The Known Exploited Vulnerabilities catalog, maintained by CISA, lists vulnerabilities confirmed as actively exploited in the wild. Inclusion in KEV confirms active exploitation.

For U.S. federal agencies, KEV entries carry mandatory remediation deadlines under Binding Operational Directive 22-01. Outside the federal mandate, KEV serves as a high-confidence signal for prioritization. A vulnerability in the KEV catalog warrants immediate attention regardless of its CVSS score or EPSS probability.

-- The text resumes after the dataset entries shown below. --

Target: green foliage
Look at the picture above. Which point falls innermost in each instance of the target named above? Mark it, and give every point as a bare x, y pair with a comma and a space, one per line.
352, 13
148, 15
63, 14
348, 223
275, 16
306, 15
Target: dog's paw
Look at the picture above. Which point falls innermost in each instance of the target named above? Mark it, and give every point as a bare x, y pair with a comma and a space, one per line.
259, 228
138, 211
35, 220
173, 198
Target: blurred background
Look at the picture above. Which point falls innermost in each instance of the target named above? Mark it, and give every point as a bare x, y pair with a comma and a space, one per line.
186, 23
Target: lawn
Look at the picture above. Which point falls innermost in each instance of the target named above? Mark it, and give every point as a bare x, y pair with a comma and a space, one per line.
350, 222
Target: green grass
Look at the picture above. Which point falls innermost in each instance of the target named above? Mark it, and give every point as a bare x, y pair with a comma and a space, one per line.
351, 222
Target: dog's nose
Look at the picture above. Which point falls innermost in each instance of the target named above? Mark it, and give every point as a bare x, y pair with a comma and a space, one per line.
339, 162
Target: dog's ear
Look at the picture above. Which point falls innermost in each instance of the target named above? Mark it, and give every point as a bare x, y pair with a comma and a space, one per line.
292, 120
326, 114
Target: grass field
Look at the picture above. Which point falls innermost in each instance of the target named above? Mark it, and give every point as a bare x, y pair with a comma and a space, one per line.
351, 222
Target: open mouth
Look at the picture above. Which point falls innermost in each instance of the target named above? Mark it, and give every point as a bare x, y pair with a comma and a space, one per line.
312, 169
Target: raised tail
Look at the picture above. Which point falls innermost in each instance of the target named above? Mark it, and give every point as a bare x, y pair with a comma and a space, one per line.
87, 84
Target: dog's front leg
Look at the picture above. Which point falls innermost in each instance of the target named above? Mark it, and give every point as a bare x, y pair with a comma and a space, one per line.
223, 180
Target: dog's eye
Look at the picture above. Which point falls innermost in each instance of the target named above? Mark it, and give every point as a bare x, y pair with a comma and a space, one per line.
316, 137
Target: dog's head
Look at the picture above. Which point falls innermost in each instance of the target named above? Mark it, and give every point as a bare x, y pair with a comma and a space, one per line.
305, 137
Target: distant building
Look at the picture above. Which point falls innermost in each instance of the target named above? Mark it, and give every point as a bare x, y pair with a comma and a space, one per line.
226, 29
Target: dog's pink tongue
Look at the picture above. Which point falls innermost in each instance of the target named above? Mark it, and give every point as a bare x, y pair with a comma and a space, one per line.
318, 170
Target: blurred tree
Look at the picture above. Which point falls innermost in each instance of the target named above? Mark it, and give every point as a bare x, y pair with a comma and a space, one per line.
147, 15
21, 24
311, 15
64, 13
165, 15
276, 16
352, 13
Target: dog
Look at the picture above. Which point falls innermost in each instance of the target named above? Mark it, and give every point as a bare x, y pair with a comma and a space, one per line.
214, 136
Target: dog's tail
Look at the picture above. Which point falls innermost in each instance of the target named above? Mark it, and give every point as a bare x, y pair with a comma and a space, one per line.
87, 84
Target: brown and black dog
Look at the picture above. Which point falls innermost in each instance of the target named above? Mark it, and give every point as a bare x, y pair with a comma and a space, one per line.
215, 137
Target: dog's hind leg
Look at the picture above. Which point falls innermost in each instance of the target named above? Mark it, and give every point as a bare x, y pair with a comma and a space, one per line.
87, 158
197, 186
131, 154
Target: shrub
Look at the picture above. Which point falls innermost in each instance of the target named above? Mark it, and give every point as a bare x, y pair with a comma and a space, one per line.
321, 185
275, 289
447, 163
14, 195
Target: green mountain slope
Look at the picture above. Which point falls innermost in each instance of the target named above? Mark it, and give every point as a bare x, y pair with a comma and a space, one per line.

How these concepts connect to the framework

Each transparency artifact addresses a different stage of vulnerability identification and response:

• SBOM identifies the components in a product. When a new CVE is published, organizations query their SBOM inventory to determine which products contain the affected component, at which version, and in what deployment context.
• VEX communicates whether a specific vulnerability affects a specific product. A producer issues a VEX document to state that a CVE listed against a component does not affect their product (for example, because the vulnerable code path is not reachable), or to confirm that it does and describe the response.
• VDR discloses vulnerabilities that may not appear in public databases. Producers use VDR documents to provide consumers with the information needed for risk assessment even when no CVE exists.

For field-level requirements on how to represent vulnerability data in these artifacts, see Vulnerabilities and VEX / VDR.